On graduating from Sheffield Hallam University, Topliss worked as a CAD designer while doing as much freelance web-design work as possible.

“During my free time I would work on personal projects, including setting up an online store selling my own artwork on T-shirts and clothing.”

He’s now moved up to Manchester, where he works in a studio, and has worked for clients including Asda, Siemens, Cooperative Food, Supanet, and Minoru 3D, as well as local nightlife haunts.

“In my work I love playing with the ideas of light and perception,” he says. “With every new project I want to expand and grow as a designer from my last. This is the driving force within my mind.”

He continues: “Every project I do seems to be different, so the materials I use tend to vary also. I do my best to use the most suitable materials for each project. This often starts with a series of sketches and finishes on my MacBook Pro.


"Photoshop is my main weapon of choice and Illustrator is pretty much always open too. I use Flash and Dreamweaver for realizing web projects, and InDesign and Soundbooth tend to get a good workout, as well.”


BEST OF NEW BRITISH TALENT


Craig Shields
web: www.surpy.co.uk
contact: craig@surpy.co.uk

Even among our selection of promising young designers, Shields is the baby of the group – he’s still a student, in his final year of a graphic design degree at Lincoln University.

He’s already developing a feel for which way his future lies. “I enjoy the course, but illustration feels more suited to me,” he says, adding that he’d like to either do a specialized illustration course or remain in Lincoln to freelance when he graduates.

“I don’t think I have a creative style: I tend to try and experiment with as many different styles as possible, because I get bored of work I’ve done,” Shields says.

“I always try to mix up styles and keep my work fresh. One thing that I like to do with most of my work is keep it dark and then inject a bright mix of vibrant colours and shapes to give it ‘pop’.”

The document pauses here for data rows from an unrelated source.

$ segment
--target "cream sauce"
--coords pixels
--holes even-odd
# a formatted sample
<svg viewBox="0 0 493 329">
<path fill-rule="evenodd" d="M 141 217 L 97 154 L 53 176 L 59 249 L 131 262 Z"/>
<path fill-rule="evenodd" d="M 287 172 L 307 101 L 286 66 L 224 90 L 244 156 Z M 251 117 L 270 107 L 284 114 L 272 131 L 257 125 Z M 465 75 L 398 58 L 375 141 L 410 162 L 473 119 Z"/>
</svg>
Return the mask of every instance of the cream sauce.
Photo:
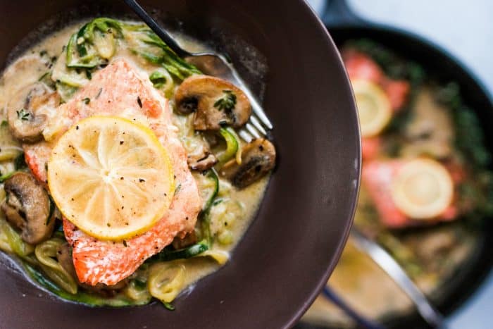
<svg viewBox="0 0 493 329">
<path fill-rule="evenodd" d="M 38 81 L 45 73 L 49 72 L 54 66 L 52 58 L 65 56 L 65 53 L 62 51 L 68 42 L 70 35 L 77 31 L 84 23 L 86 21 L 73 24 L 47 36 L 39 44 L 27 49 L 6 68 L 0 78 L 0 108 L 2 110 L 0 113 L 0 120 L 6 120 L 6 108 L 8 101 L 15 97 L 19 89 Z M 188 36 L 176 35 L 175 37 L 187 49 L 195 51 L 207 49 L 203 44 Z M 161 68 L 134 54 L 127 48 L 123 46 L 122 43 L 119 44 L 118 49 L 116 56 L 111 60 L 124 58 L 147 74 Z M 49 117 L 56 117 L 56 113 L 51 113 Z M 186 118 L 176 114 L 173 114 L 173 122 L 177 124 L 180 130 L 182 141 L 185 147 L 187 144 L 196 146 L 197 144 L 194 139 L 199 137 L 194 134 L 188 134 L 189 125 L 183 124 L 184 120 L 186 121 Z M 262 200 L 268 179 L 268 177 L 265 177 L 242 190 L 232 187 L 227 182 L 221 180 L 221 187 L 223 188 L 220 190 L 220 197 L 237 202 L 236 204 L 239 205 L 240 211 L 238 211 L 235 223 L 228 227 L 228 231 L 232 237 L 231 243 L 221 244 L 216 242 L 213 246 L 213 251 L 223 252 L 227 254 L 231 253 L 254 219 Z M 213 221 L 214 218 L 213 218 Z M 201 278 L 220 268 L 220 265 L 210 257 L 196 257 L 177 261 L 184 263 L 187 268 L 183 289 L 187 287 L 193 287 L 194 283 Z"/>
</svg>

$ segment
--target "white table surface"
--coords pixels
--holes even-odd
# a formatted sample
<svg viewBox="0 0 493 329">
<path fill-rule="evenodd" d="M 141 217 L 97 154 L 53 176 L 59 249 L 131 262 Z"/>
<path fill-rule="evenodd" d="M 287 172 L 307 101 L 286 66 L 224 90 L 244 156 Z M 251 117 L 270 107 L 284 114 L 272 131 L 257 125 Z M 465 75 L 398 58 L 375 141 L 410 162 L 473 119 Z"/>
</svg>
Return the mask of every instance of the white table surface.
<svg viewBox="0 0 493 329">
<path fill-rule="evenodd" d="M 493 94 L 493 1 L 347 0 L 366 19 L 418 33 L 456 56 Z M 325 0 L 308 0 L 319 14 Z M 447 319 L 451 329 L 493 328 L 493 273 Z"/>
</svg>

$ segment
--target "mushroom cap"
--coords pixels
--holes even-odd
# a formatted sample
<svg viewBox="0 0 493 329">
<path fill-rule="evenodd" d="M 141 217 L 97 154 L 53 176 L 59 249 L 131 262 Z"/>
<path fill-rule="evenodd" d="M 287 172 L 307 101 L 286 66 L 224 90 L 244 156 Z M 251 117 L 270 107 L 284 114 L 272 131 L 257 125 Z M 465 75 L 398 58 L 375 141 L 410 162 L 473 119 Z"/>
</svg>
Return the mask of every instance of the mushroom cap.
<svg viewBox="0 0 493 329">
<path fill-rule="evenodd" d="M 20 237 L 37 244 L 53 232 L 55 221 L 49 218 L 50 201 L 46 190 L 30 174 L 17 173 L 5 181 L 6 201 L 1 209 L 7 220 L 22 230 Z"/>
<path fill-rule="evenodd" d="M 175 94 L 177 109 L 195 113 L 197 130 L 218 130 L 223 125 L 239 128 L 251 115 L 251 106 L 242 89 L 231 82 L 210 75 L 185 79 Z"/>
<path fill-rule="evenodd" d="M 220 174 L 238 188 L 244 188 L 258 180 L 275 166 L 275 148 L 265 139 L 247 144 L 242 151 L 242 164 L 235 159 L 227 162 Z"/>
<path fill-rule="evenodd" d="M 58 93 L 42 82 L 20 89 L 7 105 L 7 121 L 12 135 L 24 142 L 34 143 L 42 139 L 47 116 L 38 111 L 44 106 L 56 107 Z"/>
</svg>

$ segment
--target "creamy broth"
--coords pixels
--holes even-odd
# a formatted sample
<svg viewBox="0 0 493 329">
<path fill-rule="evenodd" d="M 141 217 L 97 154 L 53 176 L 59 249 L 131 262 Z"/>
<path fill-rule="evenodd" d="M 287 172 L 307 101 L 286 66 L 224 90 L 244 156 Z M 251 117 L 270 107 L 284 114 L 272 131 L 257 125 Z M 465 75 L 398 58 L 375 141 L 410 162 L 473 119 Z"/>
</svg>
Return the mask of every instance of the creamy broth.
<svg viewBox="0 0 493 329">
<path fill-rule="evenodd" d="M 65 56 L 65 52 L 62 53 L 62 51 L 65 49 L 69 38 L 85 23 L 86 22 L 73 24 L 46 37 L 39 44 L 27 49 L 24 54 L 6 68 L 0 80 L 0 106 L 1 106 L 2 108 L 2 114 L 0 119 L 1 120 L 6 120 L 6 104 L 14 97 L 16 92 L 23 87 L 42 79 L 44 75 L 53 68 L 53 66 L 56 65 L 54 63 L 54 60 L 56 59 L 56 57 Z M 176 37 L 179 42 L 189 49 L 201 51 L 207 49 L 203 44 L 188 36 L 177 35 Z M 142 57 L 136 55 L 129 49 L 124 47 L 122 44 L 120 44 L 117 53 L 112 57 L 111 61 L 122 58 L 133 63 L 135 67 L 141 70 L 145 75 L 150 75 L 156 68 L 161 68 L 158 65 L 152 64 L 145 61 Z M 177 86 L 175 85 L 175 88 Z M 171 100 L 171 105 L 172 106 L 173 106 L 173 100 Z M 50 118 L 56 116 L 56 113 L 49 113 L 49 117 Z M 196 145 L 196 142 L 199 142 L 196 139 L 201 137 L 198 137 L 196 134 L 189 133 L 190 128 L 187 124 L 189 124 L 189 118 L 174 113 L 172 116 L 173 123 L 179 130 L 179 135 L 185 146 L 185 149 L 187 151 L 193 151 L 193 147 Z M 196 175 L 195 177 L 197 178 L 200 189 L 199 174 Z M 211 211 L 213 214 L 211 221 L 216 226 L 215 229 L 216 232 L 219 234 L 222 230 L 221 228 L 218 228 L 218 226 L 226 225 L 228 225 L 227 235 L 229 235 L 227 243 L 220 243 L 216 241 L 210 249 L 211 252 L 218 252 L 229 259 L 235 247 L 239 242 L 242 236 L 254 219 L 262 200 L 268 180 L 269 175 L 267 175 L 247 187 L 238 190 L 232 187 L 225 179 L 220 178 L 218 197 L 230 202 L 230 204 L 235 202 L 235 206 L 237 206 L 235 209 L 237 216 L 234 218 L 234 223 L 231 221 L 231 223 L 228 222 L 225 224 L 220 220 L 218 220 L 220 221 L 219 222 L 216 223 L 214 210 Z M 172 263 L 184 264 L 186 268 L 185 284 L 182 287 L 182 290 L 187 290 L 187 287 L 189 287 L 188 290 L 189 290 L 189 288 L 192 287 L 198 280 L 214 272 L 223 265 L 214 261 L 211 257 L 180 259 L 173 261 Z"/>
<path fill-rule="evenodd" d="M 416 156 L 423 150 L 436 156 L 459 156 L 459 151 L 453 144 L 455 128 L 450 109 L 434 100 L 432 95 L 436 92 L 435 89 L 426 86 L 416 96 L 406 129 L 403 130 L 410 135 L 423 129 L 432 133 L 424 141 L 404 144 L 401 152 L 406 156 Z M 375 232 L 386 230 L 375 224 L 377 216 L 373 201 L 362 185 L 355 225 L 368 231 L 368 235 L 376 235 Z M 461 218 L 445 225 L 422 228 L 398 237 L 387 235 L 389 240 L 384 241 L 383 245 L 396 256 L 421 291 L 429 297 L 436 296 L 444 283 L 467 263 L 474 252 L 478 232 L 471 230 L 468 223 L 461 222 L 466 220 Z M 395 282 L 368 255 L 359 251 L 351 239 L 327 285 L 355 311 L 368 318 L 405 316 L 413 308 L 411 300 Z M 316 299 L 303 320 L 335 328 L 356 325 L 323 297 Z"/>
</svg>

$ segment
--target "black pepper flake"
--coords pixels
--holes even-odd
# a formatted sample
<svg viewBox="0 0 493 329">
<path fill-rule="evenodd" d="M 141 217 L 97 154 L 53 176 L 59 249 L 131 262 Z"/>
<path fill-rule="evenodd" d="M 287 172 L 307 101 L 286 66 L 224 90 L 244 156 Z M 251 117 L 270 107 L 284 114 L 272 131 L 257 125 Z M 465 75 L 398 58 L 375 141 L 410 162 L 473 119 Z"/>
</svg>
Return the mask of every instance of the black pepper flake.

His works often incorporate hand-drawn or handmade elements – “I’ve always tried not to let the computer completely take over my work,” he says.

Shields says that his work hit a turning point when he joined the online art collective Depthcore.com. “Inspiration comes from all around me, but especially people that I speak to and collaborate with.

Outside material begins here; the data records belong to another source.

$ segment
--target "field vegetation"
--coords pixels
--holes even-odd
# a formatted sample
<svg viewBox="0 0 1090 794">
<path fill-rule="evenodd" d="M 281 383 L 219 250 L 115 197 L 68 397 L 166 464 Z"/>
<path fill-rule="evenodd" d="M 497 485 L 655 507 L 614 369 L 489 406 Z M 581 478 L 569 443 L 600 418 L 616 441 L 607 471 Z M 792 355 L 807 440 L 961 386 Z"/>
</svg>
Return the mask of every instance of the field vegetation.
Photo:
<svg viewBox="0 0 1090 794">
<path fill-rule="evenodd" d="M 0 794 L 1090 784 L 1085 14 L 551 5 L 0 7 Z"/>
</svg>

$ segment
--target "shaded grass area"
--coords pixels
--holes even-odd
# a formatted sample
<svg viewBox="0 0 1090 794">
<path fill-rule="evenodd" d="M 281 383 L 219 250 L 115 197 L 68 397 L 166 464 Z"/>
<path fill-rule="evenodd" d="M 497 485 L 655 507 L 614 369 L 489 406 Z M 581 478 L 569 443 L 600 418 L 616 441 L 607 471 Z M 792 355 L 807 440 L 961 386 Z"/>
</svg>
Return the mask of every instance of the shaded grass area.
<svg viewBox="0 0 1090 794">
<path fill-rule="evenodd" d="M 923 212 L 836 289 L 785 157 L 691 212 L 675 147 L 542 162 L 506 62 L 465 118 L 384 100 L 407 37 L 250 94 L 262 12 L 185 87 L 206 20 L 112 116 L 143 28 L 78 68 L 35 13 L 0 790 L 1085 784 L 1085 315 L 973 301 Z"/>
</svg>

"Being a member of Depthcore.com, I’ve had the pleasure of working with artists such as Mike Harrison, and Pete Harrison, both of whom are well-known for their illustration work. I’ve learned a lot by collaborating, helping me refine and improve on my techniques, and overall creating better works.”

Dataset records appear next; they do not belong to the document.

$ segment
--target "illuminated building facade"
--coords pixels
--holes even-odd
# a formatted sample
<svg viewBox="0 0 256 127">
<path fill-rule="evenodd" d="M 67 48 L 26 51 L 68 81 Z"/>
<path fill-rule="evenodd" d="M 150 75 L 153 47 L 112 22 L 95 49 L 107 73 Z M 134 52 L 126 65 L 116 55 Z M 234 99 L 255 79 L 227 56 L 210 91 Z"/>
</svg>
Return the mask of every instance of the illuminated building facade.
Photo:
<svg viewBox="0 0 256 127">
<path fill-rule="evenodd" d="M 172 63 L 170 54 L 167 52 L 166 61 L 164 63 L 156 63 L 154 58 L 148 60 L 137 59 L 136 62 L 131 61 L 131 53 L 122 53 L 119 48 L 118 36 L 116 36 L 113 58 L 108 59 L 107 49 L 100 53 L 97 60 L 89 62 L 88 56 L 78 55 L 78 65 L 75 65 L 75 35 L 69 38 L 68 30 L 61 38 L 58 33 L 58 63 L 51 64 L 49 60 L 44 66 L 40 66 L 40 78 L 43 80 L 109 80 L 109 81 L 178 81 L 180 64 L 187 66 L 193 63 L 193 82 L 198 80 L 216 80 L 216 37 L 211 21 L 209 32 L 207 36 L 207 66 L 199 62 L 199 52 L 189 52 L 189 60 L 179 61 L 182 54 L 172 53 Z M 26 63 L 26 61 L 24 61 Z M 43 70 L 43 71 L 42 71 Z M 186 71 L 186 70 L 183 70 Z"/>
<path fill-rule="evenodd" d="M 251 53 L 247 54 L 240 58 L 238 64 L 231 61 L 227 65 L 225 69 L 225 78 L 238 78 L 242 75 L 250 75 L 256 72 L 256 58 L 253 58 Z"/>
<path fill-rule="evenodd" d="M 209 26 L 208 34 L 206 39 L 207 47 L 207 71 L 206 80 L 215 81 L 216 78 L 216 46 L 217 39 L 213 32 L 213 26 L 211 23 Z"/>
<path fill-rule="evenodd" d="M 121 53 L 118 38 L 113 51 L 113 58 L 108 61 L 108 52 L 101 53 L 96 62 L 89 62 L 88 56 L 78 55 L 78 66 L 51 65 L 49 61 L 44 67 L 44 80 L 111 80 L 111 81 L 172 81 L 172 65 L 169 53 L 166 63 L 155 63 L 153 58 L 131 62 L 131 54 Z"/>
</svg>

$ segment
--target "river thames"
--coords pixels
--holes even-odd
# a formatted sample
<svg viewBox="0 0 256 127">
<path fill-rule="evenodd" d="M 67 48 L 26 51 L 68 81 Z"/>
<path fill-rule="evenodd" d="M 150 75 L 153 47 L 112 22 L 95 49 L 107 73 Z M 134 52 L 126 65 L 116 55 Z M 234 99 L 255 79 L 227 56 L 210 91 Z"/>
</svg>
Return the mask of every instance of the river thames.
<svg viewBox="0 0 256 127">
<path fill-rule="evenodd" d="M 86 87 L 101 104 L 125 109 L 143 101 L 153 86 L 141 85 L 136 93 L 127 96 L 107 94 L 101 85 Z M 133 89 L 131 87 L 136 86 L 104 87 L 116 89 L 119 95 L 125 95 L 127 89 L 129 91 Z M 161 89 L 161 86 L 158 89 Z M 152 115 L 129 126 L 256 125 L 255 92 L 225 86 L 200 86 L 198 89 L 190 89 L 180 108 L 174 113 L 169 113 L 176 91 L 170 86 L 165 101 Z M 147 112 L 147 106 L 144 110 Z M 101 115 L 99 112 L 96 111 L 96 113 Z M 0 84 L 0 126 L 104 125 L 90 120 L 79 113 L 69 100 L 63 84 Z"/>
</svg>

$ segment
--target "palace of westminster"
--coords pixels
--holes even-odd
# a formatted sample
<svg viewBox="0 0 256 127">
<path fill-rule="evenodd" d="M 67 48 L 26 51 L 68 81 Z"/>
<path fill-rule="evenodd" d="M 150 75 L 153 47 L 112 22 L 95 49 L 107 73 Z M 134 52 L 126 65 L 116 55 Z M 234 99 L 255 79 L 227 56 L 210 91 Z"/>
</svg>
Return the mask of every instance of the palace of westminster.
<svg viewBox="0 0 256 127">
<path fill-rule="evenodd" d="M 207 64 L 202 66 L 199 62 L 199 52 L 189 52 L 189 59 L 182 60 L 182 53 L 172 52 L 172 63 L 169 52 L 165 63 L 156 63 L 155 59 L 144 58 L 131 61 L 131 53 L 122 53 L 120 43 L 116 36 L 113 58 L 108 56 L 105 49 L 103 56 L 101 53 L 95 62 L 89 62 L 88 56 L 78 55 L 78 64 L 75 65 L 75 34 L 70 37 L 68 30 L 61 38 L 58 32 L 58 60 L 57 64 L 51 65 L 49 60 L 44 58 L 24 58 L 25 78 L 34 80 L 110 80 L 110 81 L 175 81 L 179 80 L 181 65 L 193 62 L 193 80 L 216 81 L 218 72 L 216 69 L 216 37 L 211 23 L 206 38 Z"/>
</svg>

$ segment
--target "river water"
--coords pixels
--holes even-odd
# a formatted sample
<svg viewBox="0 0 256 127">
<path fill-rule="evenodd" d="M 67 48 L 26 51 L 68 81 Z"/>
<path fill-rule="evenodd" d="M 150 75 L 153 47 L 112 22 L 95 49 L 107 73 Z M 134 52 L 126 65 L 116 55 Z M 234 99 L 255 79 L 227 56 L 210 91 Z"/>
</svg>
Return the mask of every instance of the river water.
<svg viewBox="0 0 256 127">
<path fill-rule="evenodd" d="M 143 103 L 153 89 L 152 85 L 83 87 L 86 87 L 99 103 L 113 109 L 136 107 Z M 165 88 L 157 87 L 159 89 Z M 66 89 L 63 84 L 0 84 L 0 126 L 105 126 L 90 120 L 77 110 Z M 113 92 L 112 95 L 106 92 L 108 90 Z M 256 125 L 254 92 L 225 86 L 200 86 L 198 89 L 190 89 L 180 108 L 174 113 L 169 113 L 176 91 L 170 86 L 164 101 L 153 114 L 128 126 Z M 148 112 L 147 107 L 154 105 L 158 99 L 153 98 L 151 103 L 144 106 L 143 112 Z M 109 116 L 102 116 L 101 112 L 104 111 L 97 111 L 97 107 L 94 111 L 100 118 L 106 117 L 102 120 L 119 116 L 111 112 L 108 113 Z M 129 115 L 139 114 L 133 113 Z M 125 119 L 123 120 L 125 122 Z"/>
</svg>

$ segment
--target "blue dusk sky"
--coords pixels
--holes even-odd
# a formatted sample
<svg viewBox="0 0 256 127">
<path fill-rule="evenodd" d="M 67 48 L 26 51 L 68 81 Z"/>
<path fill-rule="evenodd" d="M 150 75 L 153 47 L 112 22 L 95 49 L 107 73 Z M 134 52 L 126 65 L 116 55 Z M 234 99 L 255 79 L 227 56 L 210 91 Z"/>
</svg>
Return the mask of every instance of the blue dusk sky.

His first clients include Lincoln University, Razorfish, and Digital Arts. He says that for young designers it’s important to be “as different to everyone else out there as you can – try not to follow trends, try to create your own style and build on it.”

He continues: “Secondly, try to join an art group on the Internet. They’re the best places to learn, talk about and enjoy the work that you want to create.”


Enjoying the work, for Shields, is the key thing. “Ilustration isn’t just a hobby or a way to make money: it’s a lifestyle, so make it a part of your social life,” he advises.